The work was described as exploring issues surrounding "privilege and inequality and conventions of historic portraiture" and featured online at the Scottish National Portrait Gallery.

However, the video and the group themselves became the victim of racist backlash who accused the work of being "anti-white".

As well as Young Fathers member Alloysius Massaquoi receiving racists comments on his Facebook page, the video was also described as "yet another example of the far left...attempting to either re-write or taint western history merely because the most influential figures were white men" by prominent alt-right commentator Paul Joseph Wright, aka Prison Planet.

The backlash resulted in the band requesting the gallery remove the video form YouTube and from their sites, but it was retired soon after. The group have now condemned those who criticised the video as attempting to "create hatred and division amongst us".

young fathers
The group dismissed accusations the movie is “anti-white” propaganda.

The band added in a statement: "This film challenges the fact that the walls of the gallery overwhelmingly present the rich, privileged, ruling classes of the past.

"Where are the 'ordinary' people? Why are lords and ladies more important than firemen and women, than school teachers or doctors?

"In the film, the protagonist affirms his own worth, as a living man against the dead aristocracy in the pictures he's looking at.

"Unfortunately, the meaning of the film has been purposefully misinterpreted by elements of the Far Right who have targeted the galleries and Young Fathers, saying the film is 'anti-white' when it's clearly 'anti-privilege'.

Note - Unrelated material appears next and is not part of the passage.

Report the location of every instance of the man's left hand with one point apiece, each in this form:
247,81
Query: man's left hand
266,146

"It's amazing that the National Portrait Gallery commissioned a film like this, that they would take a chance, and it's a shame that it's was hijacked by people with ulterior motives, to create hatred and division amongst us."

A spokesperson for the National Galleries of Scotland added: "The Young Fathers online video, featuring music, dance and their commentary was made as part of a contemporary response to themes about male representation explored in the exhibition Looking Good at the Scottish National Portrait Gallery.

"The views expressed by the band relate to issues around privilege and inequality and conventions of historic portraiture and its display.

"At the request of the band it was temporarily removed from YouTube and the galleries' websites today, and has now been re-instated."

Young Fathers, made up of Bankole, Massaquoi, and Graham "G" Hastings, rose to fame in 2014 after their debut album Dead won the prestigious Mercury Prize.